J'aurais dû le gifler et lui dire : « Bon débarras. » Mais je ne l'ai pas fait. Au lieu de ça, je suis tombée à genoux et lui ai pris la main. « Je t'en supplie », ai-je murmuré.

 « S'il te plaît, ne pars pas. » Il m'a regardée comme si j'étais une ordure. « Je t'aime », ai-je dit, plus fort cette fois. « S'il te plaît. Jerry, je sais que tu as fait une bêtise, mais je t'aime toujours. Je ne veux pas te perdre.

 S'il te plaît. » J'étais pathétique. Je le savais. Mais mon cœur était trop faible pour la fierté. « Tu es incroyable », a-t-il marmonné en secouant la tête. Je lui ai tiré la main à nouveau. « Je ferai tout ce que je peux. 

Mais… ne pars pas. S’il te plaît. » Il a retiré sa main d’un coup sec. « Ne sois pas stupide, Laura. C’est fini. Signe juste les papiers. » « Non. » « Signez. Les. Papiers. » « Je ne le ferai pas ! » ai-je crié. « Tu n’as pas le droit de faire ça ! Tu as triché ! Tu as menti ! Tu n’as pas le droit de me jeter comme un déchet ! » Son visage s’est assombri. 

Il s’est approché, m’a regardé et a dit d’une voix basse et terrifiante : « Alors je tuerai ta mère. » Je me suis figée.

Ces mots me frappèrent comme un coup de poing dans le ventre. « Quoi ? » « Tu m’as entendue. » Je restai bouche bée. « Tu… tu ne le ferais pas. 

» Il ne cilla pas. « Essaie avec moi. » « Tu es un monstre ! » m’écriai-je en me tenant la poitrine. « Tu tuerais ma mère malade et impuissante juste pour être avec Karen ?! » « Elle te gêne. » Je reculai, les mains tremblantes.

 Ce n’était pas mon mari. Ce n’était pas l’homme que j’avais épousé. Des larmes coulèrent sur mes joues. Tout mon corps tremblait. J’étais assez impudique pour vouloir poursuivre le mariage après avoir surpris mon mari au lit avec une autre femme.
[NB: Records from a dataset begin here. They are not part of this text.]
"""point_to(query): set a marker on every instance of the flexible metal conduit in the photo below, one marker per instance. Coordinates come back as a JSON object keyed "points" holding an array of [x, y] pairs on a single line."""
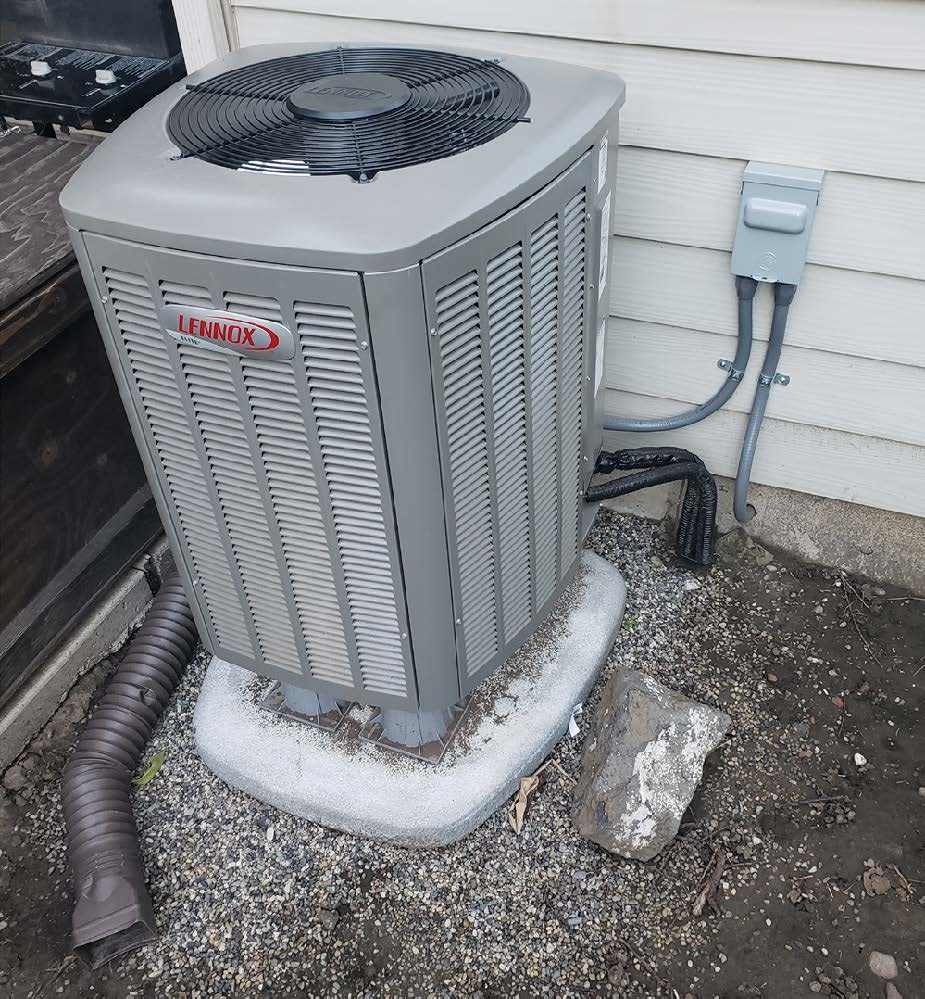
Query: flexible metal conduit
{"points": [[745, 291], [113, 913], [783, 296]]}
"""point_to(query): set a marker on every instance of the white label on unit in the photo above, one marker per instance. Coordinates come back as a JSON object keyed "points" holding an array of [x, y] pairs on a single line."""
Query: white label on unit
{"points": [[602, 165], [599, 355], [605, 245]]}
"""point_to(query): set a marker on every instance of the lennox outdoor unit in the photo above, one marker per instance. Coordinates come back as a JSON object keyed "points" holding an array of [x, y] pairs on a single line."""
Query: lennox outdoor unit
{"points": [[354, 299]]}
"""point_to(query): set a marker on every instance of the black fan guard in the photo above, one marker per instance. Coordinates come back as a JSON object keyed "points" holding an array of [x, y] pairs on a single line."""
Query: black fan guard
{"points": [[297, 114]]}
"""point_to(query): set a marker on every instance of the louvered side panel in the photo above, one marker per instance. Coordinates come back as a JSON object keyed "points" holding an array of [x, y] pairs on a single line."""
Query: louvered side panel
{"points": [[507, 350], [214, 398], [292, 484], [462, 383], [544, 399], [157, 399], [571, 348], [355, 481]]}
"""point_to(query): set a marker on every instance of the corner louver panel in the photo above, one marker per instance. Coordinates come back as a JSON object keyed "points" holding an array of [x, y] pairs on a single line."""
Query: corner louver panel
{"points": [[211, 387], [570, 379], [153, 383], [507, 351], [293, 488], [544, 402], [355, 477], [508, 367], [463, 384]]}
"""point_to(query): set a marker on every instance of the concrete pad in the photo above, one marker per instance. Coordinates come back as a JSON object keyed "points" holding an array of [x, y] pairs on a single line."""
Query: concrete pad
{"points": [[516, 717]]}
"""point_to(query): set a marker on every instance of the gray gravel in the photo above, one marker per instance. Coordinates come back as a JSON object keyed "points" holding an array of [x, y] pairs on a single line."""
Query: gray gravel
{"points": [[252, 901]]}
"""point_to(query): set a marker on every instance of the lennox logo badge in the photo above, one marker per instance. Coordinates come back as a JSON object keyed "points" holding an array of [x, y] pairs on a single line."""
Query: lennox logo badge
{"points": [[228, 331], [222, 331]]}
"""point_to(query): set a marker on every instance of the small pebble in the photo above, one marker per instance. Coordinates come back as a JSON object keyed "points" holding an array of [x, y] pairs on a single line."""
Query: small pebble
{"points": [[883, 965]]}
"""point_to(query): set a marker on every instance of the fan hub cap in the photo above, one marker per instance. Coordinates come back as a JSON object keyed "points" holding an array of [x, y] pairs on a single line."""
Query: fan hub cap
{"points": [[348, 96]]}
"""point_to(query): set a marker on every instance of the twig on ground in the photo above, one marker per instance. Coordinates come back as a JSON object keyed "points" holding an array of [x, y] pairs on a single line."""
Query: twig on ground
{"points": [[718, 863], [847, 586], [38, 991]]}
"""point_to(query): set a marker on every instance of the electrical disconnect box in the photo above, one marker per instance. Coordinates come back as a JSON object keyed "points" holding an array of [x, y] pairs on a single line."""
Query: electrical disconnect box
{"points": [[775, 219]]}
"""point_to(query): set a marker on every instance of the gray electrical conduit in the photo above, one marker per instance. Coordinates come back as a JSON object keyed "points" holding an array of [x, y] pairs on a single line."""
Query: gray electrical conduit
{"points": [[745, 291], [113, 913], [783, 296]]}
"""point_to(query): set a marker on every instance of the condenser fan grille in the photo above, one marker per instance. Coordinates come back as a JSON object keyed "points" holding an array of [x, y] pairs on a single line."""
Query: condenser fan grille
{"points": [[347, 111]]}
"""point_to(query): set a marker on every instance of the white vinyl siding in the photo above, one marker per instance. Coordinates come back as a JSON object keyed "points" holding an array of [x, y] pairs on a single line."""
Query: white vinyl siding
{"points": [[711, 84]]}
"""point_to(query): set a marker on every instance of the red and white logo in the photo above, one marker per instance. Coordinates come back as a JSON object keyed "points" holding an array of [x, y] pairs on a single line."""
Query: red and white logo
{"points": [[228, 331]]}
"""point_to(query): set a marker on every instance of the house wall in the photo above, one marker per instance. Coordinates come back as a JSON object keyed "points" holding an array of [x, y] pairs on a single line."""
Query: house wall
{"points": [[837, 84]]}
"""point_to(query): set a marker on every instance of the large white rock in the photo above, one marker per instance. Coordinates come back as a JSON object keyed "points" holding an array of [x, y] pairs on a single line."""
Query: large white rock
{"points": [[641, 764]]}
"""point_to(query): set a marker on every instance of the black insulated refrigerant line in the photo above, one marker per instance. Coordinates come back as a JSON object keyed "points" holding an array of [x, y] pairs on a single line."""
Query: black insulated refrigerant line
{"points": [[653, 466], [113, 912]]}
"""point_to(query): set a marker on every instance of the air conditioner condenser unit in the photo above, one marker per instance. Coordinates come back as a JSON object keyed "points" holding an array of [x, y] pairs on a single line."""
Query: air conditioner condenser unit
{"points": [[354, 299]]}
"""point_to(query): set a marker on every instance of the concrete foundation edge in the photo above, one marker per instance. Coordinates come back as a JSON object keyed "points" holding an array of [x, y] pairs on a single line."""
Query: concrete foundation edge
{"points": [[99, 633], [364, 791]]}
 J’étais assez impudique pour vouloir rester dans ce mariage. Mais ce n’était pas que ça. Je le suppliais de rester même s’il voulait partir. Quoi de plus impudique que ça ? Quoi de plus humiliant ? Il s’en fichait.

 Il a enjambé le fauteuil roulant de ma mère comme si elle était un meuble et a de nouveau pointé du doigt les papiers. « Signe-le.

 » J'ai regardé ma mère, encore à peine consciente. Toujours immobile. Je l'ai regardé à son tour. « Signe-le, ou je te jure, Laura, je ferai quelque chose que tu regretteras toute ta vie. » J'ai pris le stylo.

Mes mains tremblaient sans cesse. Il croisa les bras et attendit. Je baissai les yeux sur le papier.

 Je n'arrivais même pas à le lire. Mes larmes rendaient tout flou. J'ai signé. Une signature. Une condamnation à mort pour ma dignité. 

Il arracha les papiers et sourit comme s'il venait de gagner le jackpot. « Merci, ma belle », dit-il. « Bonne chance pour ta nouvelle vie. 

Tu en auras besoin. » Et sur ces mots, il sortit. Claque la porte derrière lui. Je m'e

ffondrai à nouveau par terre et laissai couler mes larmes.